Stellantis pourrait ouvrir ses usines européennes aux constructeurs chinois : le retour d’une alliance vieille de 30 ans

 
Stellantis pourrait ouvrir ses usines européennes au chinois Dongfeng, si on en croit plusieurs rumeurs, mais aussi profiter des usines chinoises de son partenaire pour vendre des voitures électriques badgées Stellantis dans plusieurs marchés.
Dongfeng Nammi Box // Source : Dongfeng

Dans les années 1990, le groupe PSA (depuis fusionné avec FCA pour créer Stellantis) fut l’un des premiers constructeurs européens à s’aventurer sur le marché chinois grâce à une coentreprise avec le local Dongfeng, baptisée DPCA.

Une collaboration toujours active mais passée en arrière-plan, notamment avec le succès du partenariat avec Leapmotor… mais qui pourrait retrouver un âge d’or, si on en croit de récentes publications des Échos et d’Automotive News.

Des Dongfeng assemblées en Europe…

La première partie concernerait les usines européennes de Stellantis, loin d’être à pleine charge : le site de Poissy, en région parisienne, a par exemple annoncé cette semaine la fin de sa production automobile en 2028.

L’idée serait d’assembler des Dongfeng dans les usines européennes, de quoi assurer la pérennité des sites pour Stellantis et d’échapper aux surtaxes douanières pour Dongfeng, notamment pour les voitures électriques.

MHero 1 // Source : MHero

Rappelons que ce dernier fait une excursion timide en Europe avec quelques marchés, important par exemple la petite Nammi Box ou l’immense MHero1 en Suisse.

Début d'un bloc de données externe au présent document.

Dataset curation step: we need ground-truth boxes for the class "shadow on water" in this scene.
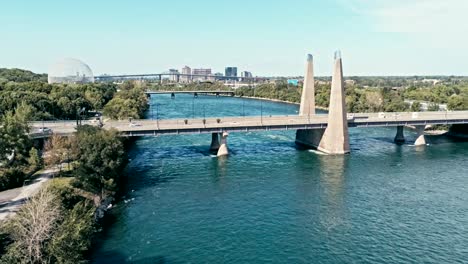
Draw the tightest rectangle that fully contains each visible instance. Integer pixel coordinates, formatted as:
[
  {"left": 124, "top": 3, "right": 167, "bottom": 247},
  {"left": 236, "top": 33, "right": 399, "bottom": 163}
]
[
  {"left": 92, "top": 251, "right": 181, "bottom": 264},
  {"left": 318, "top": 155, "right": 349, "bottom": 230}
]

Ces approches seraient encore à un stade précoce, mais s’ancrent dans une série de décisions et de rumeurs traînant depuis plusieurs mois : Volkswagen semble également hésiter à ouvrir (voire vendre) des usines en Allemagne, notamment avec Chery, tandis que Stellantis a confirmé l’ouverture de son usine de Saragosse en Espagne aux voitures de Leapmotor dès 2026.

…et des Stellantis fabriquées en Chine ?

Il y aurait une contrepartie à cette ouverture des usines européennes : Stellantis serait prêt à augmenter la production de ses voitures en Chine dans les usines chinoises de Dongfeng à Wuhan, d’où sortent déjà les Citroën C5X vendues en Europe, mais aussi des Peugeot (408, 508, 5008) et des Citroën C5 Aircross à destination du marché local et de l’Asie du Sud-Est.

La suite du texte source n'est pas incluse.